O governo espanhol confirmou, nesta segunda-feira, que pretende atender ao pedido de Leopoldo López para receber a nacionalidade por via excecional, conhecida no país como via expressa. Alinhado a uma situação especial, o pedido ganhou tema de debate internacional e traz à tona o papel de Madrid na trajetória do líder oposicionista venezuelano.
A notícia foi confirmada pelo ministro dos Negócios Estrangeiros espanhol, José Manuel Albares, que indicou que o decreto de concessão deverá ser aprovado em breve pelo Executivo. No discurso oficial, ficou claro que a decisão está prevista para avançar nos próximos dias.
López Mendoza, como é conhecido, é líder do partido Vontade Popular (oposição). Além disso, ele esteve na origem, em 2022, da aliança internacional World Liberty Congress (WLC), que reúne nomes ligados à defesa da democracia e ao repúdio de regimes autoritários, entre eles o dissidente russo Gary Kasparov e a ativista iraniana Masih Alinejad.
Nascido em 1971, o venezuelano foi presidente da Câmara de Caracas antes de ser detido, em 2014, sob a acusação de liderar atos violentos durante as marchas contra o governo de Nicolás Maduro. Condenado a 14 anos de prisão, López passou quase três anos em prisão militar e, posteriormente, ficou em regime de prisão domiciliária, até ser libertado em abril de 2019 por militares que se opunham ao regime e apoiavam o então presidente da Assembleia, Juan Guaidó, reconhecido por uma fatia significativa da comunidade internacional.

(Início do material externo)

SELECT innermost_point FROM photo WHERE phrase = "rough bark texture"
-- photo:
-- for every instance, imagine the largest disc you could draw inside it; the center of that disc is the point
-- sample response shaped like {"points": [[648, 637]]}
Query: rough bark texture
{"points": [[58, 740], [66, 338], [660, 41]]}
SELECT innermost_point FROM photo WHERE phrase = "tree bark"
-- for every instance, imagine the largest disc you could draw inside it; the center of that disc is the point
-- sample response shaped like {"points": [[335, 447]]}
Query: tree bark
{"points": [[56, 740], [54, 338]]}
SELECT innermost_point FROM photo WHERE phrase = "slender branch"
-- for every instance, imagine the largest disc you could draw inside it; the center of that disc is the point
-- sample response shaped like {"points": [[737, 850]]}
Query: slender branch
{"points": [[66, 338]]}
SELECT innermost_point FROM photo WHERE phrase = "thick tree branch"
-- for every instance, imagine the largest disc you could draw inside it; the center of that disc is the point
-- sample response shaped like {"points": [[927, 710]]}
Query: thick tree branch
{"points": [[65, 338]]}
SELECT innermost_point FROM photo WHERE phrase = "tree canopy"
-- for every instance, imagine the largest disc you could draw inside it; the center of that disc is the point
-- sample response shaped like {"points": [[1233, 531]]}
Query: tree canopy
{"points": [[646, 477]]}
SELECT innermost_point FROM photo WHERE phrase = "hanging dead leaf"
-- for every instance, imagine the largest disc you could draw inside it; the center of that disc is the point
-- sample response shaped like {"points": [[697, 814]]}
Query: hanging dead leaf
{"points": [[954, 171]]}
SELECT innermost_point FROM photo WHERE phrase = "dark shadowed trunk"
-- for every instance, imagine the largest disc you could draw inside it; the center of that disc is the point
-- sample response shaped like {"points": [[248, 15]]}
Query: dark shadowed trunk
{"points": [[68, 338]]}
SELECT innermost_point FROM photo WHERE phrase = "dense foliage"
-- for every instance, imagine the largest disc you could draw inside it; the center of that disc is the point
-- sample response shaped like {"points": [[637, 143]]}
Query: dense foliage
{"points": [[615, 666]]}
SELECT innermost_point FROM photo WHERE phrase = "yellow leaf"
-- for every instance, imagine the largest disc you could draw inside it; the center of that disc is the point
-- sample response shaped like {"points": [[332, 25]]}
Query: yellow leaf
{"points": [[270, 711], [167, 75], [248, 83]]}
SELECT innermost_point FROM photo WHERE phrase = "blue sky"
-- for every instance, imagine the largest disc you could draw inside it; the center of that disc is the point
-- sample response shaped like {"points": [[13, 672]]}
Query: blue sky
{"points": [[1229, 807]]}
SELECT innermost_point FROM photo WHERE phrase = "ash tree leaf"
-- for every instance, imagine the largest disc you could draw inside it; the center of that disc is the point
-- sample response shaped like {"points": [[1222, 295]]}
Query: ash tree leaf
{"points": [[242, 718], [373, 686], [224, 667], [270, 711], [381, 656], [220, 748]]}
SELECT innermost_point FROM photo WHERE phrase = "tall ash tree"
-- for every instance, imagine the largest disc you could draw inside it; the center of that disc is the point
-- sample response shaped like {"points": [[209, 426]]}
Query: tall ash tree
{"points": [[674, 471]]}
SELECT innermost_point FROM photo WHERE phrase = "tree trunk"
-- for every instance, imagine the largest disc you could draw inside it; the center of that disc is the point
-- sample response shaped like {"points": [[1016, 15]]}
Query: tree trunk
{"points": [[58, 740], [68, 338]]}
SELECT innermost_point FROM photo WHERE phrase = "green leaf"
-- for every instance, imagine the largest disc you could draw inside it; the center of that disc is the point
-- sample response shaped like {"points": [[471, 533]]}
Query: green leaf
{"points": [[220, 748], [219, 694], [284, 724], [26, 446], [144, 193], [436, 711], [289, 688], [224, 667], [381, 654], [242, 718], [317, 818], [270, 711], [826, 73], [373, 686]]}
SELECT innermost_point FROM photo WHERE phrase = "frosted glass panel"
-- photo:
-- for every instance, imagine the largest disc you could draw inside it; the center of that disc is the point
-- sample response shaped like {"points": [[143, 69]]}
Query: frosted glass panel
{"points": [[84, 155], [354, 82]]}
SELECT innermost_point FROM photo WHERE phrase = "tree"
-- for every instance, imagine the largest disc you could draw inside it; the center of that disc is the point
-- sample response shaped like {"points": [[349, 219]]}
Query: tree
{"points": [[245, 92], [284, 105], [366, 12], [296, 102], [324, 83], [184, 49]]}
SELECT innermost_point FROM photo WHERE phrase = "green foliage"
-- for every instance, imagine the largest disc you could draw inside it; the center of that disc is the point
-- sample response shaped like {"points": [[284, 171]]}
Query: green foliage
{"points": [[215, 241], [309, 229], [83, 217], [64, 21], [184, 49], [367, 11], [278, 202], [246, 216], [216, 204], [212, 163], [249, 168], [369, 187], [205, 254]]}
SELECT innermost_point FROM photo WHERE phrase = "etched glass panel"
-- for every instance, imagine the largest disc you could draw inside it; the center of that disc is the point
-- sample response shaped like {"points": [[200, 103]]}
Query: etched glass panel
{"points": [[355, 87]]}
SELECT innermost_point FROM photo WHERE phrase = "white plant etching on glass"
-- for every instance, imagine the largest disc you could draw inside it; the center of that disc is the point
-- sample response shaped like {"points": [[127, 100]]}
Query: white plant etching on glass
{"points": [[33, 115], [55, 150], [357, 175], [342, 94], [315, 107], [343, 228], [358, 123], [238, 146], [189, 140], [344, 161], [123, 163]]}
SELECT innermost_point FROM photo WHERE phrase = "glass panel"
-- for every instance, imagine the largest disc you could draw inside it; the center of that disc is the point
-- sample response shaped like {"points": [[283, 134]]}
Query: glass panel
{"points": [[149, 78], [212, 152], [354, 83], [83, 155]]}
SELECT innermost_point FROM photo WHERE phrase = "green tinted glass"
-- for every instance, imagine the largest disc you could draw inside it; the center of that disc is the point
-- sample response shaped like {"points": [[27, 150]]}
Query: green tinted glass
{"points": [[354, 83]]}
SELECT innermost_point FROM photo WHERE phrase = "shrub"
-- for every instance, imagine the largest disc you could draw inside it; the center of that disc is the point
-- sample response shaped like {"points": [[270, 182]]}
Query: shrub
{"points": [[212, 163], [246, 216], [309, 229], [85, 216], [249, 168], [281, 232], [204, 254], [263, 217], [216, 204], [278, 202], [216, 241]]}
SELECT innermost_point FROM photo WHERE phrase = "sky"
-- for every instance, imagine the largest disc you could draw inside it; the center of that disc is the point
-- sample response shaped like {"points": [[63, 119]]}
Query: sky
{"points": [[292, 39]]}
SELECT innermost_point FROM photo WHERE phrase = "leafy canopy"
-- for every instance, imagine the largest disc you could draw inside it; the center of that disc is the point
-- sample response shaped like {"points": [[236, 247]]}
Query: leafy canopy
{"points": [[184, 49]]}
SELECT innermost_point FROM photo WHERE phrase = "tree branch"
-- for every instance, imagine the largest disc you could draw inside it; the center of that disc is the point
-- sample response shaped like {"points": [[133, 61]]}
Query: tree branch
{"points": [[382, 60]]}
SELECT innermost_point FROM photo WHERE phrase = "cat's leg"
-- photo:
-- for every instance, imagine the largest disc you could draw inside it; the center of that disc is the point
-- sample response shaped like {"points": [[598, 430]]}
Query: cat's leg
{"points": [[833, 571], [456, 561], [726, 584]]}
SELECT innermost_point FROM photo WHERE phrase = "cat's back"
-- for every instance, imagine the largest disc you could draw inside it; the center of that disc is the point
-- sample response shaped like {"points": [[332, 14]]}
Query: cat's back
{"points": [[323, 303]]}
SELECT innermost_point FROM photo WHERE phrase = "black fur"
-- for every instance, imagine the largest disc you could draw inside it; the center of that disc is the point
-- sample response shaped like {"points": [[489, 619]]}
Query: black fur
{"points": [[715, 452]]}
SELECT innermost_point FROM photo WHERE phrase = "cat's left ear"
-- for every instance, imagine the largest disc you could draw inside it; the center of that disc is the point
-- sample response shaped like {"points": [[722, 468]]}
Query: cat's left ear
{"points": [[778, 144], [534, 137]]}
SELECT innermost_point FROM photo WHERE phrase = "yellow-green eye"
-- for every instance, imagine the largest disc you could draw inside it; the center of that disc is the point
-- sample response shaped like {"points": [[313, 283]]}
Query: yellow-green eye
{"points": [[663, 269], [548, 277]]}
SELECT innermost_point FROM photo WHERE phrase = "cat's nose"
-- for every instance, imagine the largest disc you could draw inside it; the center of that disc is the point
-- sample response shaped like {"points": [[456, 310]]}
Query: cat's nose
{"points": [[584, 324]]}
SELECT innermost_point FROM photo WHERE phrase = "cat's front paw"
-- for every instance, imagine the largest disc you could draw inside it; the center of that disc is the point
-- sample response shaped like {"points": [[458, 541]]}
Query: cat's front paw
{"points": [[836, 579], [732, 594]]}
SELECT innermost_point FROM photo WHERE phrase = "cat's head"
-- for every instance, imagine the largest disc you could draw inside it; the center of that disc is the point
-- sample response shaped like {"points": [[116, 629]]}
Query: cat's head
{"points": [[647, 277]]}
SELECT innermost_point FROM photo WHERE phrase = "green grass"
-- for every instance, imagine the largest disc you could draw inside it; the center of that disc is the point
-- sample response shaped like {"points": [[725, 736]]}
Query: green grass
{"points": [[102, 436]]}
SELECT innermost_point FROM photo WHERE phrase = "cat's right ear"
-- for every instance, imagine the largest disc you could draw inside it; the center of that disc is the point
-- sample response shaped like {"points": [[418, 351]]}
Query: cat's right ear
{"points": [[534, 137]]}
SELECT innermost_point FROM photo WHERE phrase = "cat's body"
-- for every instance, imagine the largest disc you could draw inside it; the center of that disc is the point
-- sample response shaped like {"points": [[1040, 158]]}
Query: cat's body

Depois da libertação, López viveu na embaixada da Espanha em Caracas, até deixar o país clandestinamente e viajar para Madrid, em 2020, onde permanece em exílio até esta segunda-feira. Na prática, o político tem mantido atuação pública de oposição, ainda que distante da Venezuela em meio a um cenário político conturbado.
Já no ano passado, o presidente Nicolás Maduro encaminhou ao Tribunal Supremo de Justiça o pedido de revogação da nacionalidade de López, alegando que ele fez apelos à invasão militar do país. Maduro fundamentou a demanda após López defender que as negociações políticas já não eram úteis e que a solução poderia passar pela pressão dos Estados Unidos, chegando a apoiar uma intervenção norte-americana para derrubar o regime.
No começo de janeiro deste ano, os Estados Unidos realizaram uma operação em Caracas que resultou na detenção de Maduro e de Cilia Flores, esposa dele. Com a captura, Delcy Rodríguez, então número dois do regime, assumiu a presidência interina do país. Entre dribles e reviravoltas, o desfecho remoto dessa história segue acendendo o debate sobre cidadania, refúgio e o papel da comunidade internacional na Venezuela.
Mas o que isso muda na prática para quem está de olho na política externa, nos direitos de cidadãos que vivem no exterior e nas tensões entre governos? No fim das contas, a decisão de Espanha acrescenta uma nova camada a uma pauta já complexa, com impactos visíveis sobretudo para López e para quem acompanha de perto a relação entre cidadania, exílio e diplomacia.
- Nascido em 1971, ex-presidente da Câmara de Caracas.
- Detido em 2014 e condenado a 14 anos de prisão.
- Libertado em abril de 2019 e viveu na embaixada da Espanha em Caracas.
- Chegou a Madrid em 2020 e permanece em exílio desde então.
- Em 2025, o passaporte e a nacionalidade venezuelana teriam sido retirados.
- A decisão de conceder a nacionalidade foi anunciada pela via expressa.